The angle between the two lines $\frac{x-2}{2} = \frac{2-y}{3} = \frac{z-1}{2}$ and $\frac{x-1}{2} = \frac{y+1}{1} = \frac{z-3}{-3}$ is . . . . . . .

Let $A$ be the point of intersection of the lines $L_1: \frac{x-7}{1}=\frac{y-5}{0}=\frac{z-3}{-1}$ and $L_2: \frac{x-1}{3}=\frac{y+3}{4}=\frac{z+7}{5}$. Let $B$ and $C$ be points on the lines $L_1$ and $L_2$ respectively such that $AB = AC = \sqrt{15}$. Then the square of the area of the triangle $ABC$ is:

Let the line of the shortest distance between the lines $L_1: \vec{r}=(\hat{i}+2 \hat{j}+3 \hat{k})+\lambda(\hat{i}-\hat{j}+\hat{k})$ and $L_2: \vec{r}=(4 \hat{i}+5 \hat{j}+6 \hat{k})+\mu(\hat{i}+\hat{j}-\hat{k})$ intersect $L_1$ and $L_2$ at $P$ and $Q$ respectively. If $(\alpha, \beta, \gamma)$ is the midpoint of the line segment $PQ$,then $2(\alpha+\beta+\gamma)$ is equal to . . . . . . .

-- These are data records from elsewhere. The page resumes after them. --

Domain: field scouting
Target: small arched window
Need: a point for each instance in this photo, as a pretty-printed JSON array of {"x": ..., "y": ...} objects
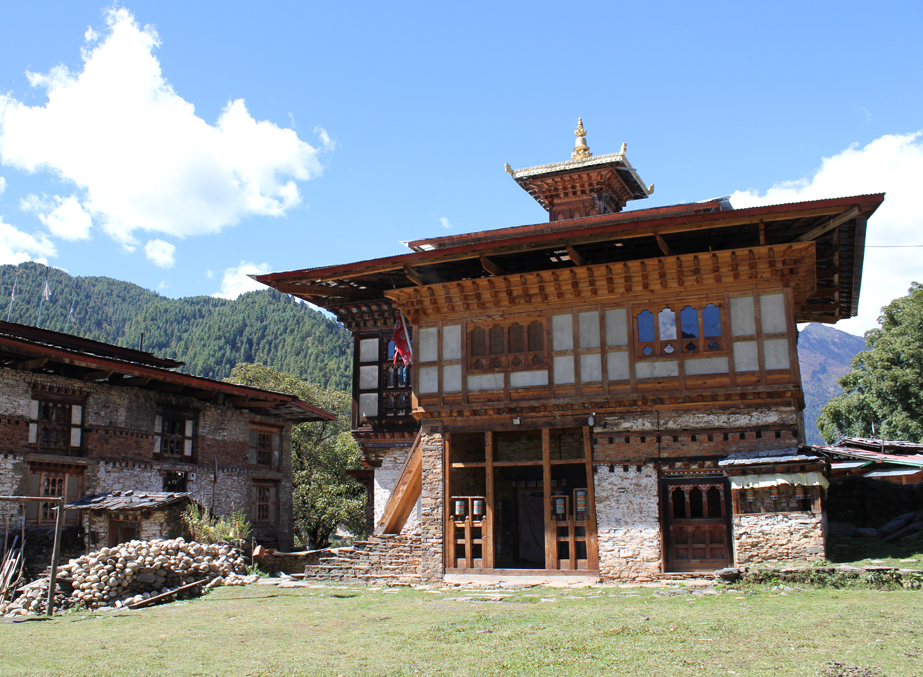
[
  {"x": 689, "y": 322},
  {"x": 696, "y": 503},
  {"x": 713, "y": 496},
  {"x": 678, "y": 498},
  {"x": 711, "y": 321},
  {"x": 666, "y": 318},
  {"x": 645, "y": 326}
]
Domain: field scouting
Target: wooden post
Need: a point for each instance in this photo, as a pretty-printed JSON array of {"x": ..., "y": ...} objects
[
  {"x": 487, "y": 525},
  {"x": 592, "y": 545},
  {"x": 551, "y": 545},
  {"x": 59, "y": 521}
]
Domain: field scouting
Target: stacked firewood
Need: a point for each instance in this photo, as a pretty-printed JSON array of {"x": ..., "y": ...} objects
[{"x": 134, "y": 574}]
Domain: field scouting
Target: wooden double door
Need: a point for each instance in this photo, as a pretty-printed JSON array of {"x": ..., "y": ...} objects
[{"x": 696, "y": 523}]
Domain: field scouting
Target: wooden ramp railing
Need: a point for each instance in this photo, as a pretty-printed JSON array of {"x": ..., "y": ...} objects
[{"x": 406, "y": 491}]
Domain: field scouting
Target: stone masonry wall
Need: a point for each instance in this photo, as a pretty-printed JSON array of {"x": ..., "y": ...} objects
[
  {"x": 684, "y": 434},
  {"x": 432, "y": 566},
  {"x": 386, "y": 477},
  {"x": 118, "y": 444},
  {"x": 628, "y": 523},
  {"x": 780, "y": 536}
]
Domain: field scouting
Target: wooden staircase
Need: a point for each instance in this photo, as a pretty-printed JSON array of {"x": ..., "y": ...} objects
[
  {"x": 387, "y": 559},
  {"x": 405, "y": 493}
]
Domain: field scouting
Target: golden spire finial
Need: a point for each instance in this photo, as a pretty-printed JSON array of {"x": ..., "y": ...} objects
[{"x": 581, "y": 150}]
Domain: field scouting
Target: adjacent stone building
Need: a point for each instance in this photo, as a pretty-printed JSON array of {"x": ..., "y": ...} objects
[
  {"x": 612, "y": 393},
  {"x": 82, "y": 418}
]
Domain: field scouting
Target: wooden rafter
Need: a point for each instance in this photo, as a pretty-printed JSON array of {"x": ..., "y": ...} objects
[
  {"x": 406, "y": 491},
  {"x": 829, "y": 225}
]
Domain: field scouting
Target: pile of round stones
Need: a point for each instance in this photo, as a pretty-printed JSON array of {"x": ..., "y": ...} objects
[{"x": 132, "y": 572}]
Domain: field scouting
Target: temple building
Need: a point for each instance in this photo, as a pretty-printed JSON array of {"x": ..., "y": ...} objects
[{"x": 614, "y": 393}]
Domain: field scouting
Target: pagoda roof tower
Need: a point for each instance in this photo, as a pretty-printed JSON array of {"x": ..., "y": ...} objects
[{"x": 585, "y": 185}]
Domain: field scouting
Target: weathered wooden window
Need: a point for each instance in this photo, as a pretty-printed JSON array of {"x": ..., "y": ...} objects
[
  {"x": 698, "y": 332},
  {"x": 265, "y": 502},
  {"x": 506, "y": 347},
  {"x": 174, "y": 436},
  {"x": 56, "y": 426},
  {"x": 174, "y": 482},
  {"x": 265, "y": 446},
  {"x": 381, "y": 379},
  {"x": 53, "y": 480}
]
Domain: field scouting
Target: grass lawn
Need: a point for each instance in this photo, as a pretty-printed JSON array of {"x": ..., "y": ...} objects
[{"x": 329, "y": 630}]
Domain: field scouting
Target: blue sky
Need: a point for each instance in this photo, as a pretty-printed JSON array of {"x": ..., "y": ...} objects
[{"x": 179, "y": 145}]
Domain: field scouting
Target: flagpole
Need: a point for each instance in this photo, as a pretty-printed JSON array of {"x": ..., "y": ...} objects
[
  {"x": 71, "y": 312},
  {"x": 9, "y": 313},
  {"x": 41, "y": 305}
]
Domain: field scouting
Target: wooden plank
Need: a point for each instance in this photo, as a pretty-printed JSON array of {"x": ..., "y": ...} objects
[
  {"x": 487, "y": 526},
  {"x": 491, "y": 267},
  {"x": 664, "y": 247},
  {"x": 592, "y": 543},
  {"x": 450, "y": 558},
  {"x": 551, "y": 540},
  {"x": 406, "y": 491},
  {"x": 829, "y": 225}
]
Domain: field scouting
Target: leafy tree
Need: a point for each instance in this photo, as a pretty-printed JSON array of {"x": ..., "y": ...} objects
[
  {"x": 209, "y": 334},
  {"x": 883, "y": 394},
  {"x": 324, "y": 494}
]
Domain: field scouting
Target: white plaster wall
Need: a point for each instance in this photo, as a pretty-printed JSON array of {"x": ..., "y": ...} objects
[
  {"x": 628, "y": 523},
  {"x": 11, "y": 484},
  {"x": 386, "y": 477},
  {"x": 647, "y": 422}
]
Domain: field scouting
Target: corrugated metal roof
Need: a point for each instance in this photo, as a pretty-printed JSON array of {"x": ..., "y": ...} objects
[
  {"x": 129, "y": 500},
  {"x": 865, "y": 454},
  {"x": 763, "y": 456}
]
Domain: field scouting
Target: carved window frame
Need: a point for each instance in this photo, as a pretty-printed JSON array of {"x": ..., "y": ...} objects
[
  {"x": 679, "y": 347},
  {"x": 507, "y": 345}
]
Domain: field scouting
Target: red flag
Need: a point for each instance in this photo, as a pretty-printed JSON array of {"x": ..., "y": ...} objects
[{"x": 402, "y": 340}]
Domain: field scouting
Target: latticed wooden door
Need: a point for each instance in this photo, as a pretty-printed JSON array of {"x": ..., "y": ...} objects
[{"x": 696, "y": 522}]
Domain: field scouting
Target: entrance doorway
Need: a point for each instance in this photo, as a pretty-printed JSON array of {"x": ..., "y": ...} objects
[
  {"x": 520, "y": 502},
  {"x": 697, "y": 523}
]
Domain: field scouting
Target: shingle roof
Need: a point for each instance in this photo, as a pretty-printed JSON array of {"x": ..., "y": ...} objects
[
  {"x": 762, "y": 456},
  {"x": 128, "y": 500}
]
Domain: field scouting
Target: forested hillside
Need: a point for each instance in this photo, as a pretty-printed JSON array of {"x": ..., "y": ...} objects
[
  {"x": 209, "y": 334},
  {"x": 824, "y": 354}
]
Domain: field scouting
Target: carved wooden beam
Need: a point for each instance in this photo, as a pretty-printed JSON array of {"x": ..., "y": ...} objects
[
  {"x": 97, "y": 375},
  {"x": 491, "y": 267},
  {"x": 414, "y": 276},
  {"x": 29, "y": 365},
  {"x": 576, "y": 256},
  {"x": 664, "y": 247},
  {"x": 829, "y": 225}
]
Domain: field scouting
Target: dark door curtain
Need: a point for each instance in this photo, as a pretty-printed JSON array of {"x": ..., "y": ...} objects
[{"x": 532, "y": 528}]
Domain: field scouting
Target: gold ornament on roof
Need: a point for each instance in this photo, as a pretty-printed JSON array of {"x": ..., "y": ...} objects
[{"x": 581, "y": 150}]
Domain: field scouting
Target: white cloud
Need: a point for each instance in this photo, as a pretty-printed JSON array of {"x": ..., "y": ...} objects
[
  {"x": 160, "y": 252},
  {"x": 236, "y": 281},
  {"x": 140, "y": 157},
  {"x": 892, "y": 164},
  {"x": 17, "y": 246},
  {"x": 64, "y": 216}
]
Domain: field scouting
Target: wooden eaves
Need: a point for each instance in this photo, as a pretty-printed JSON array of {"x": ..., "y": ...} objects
[
  {"x": 836, "y": 226},
  {"x": 43, "y": 357}
]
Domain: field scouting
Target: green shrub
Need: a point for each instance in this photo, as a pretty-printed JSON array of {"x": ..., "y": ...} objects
[{"x": 206, "y": 528}]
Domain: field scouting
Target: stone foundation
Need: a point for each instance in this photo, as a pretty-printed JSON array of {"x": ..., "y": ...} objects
[
  {"x": 386, "y": 477},
  {"x": 432, "y": 560},
  {"x": 627, "y": 523},
  {"x": 781, "y": 536},
  {"x": 387, "y": 559}
]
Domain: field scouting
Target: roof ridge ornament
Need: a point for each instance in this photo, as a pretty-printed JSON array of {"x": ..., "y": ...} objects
[{"x": 581, "y": 150}]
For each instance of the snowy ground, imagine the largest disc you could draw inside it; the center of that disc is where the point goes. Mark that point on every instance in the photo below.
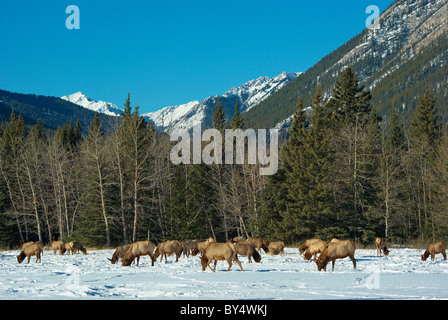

If the lines $\frac{x-1}{2}=\frac{y-2}{3}=\frac{z-1}{4}$ and $\frac{x-3}{-1}=\frac{y-k}{2}=\frac{z}{1}$ intersect,then $k$ is equal to

The angle between a line with direction ratios $2: 2: 1$ and a line joining the points $(3, 1, 4)$ and $(7, 2, 12)$ is

The vector equation of the line $2x+4=3y+1=6z-3$ is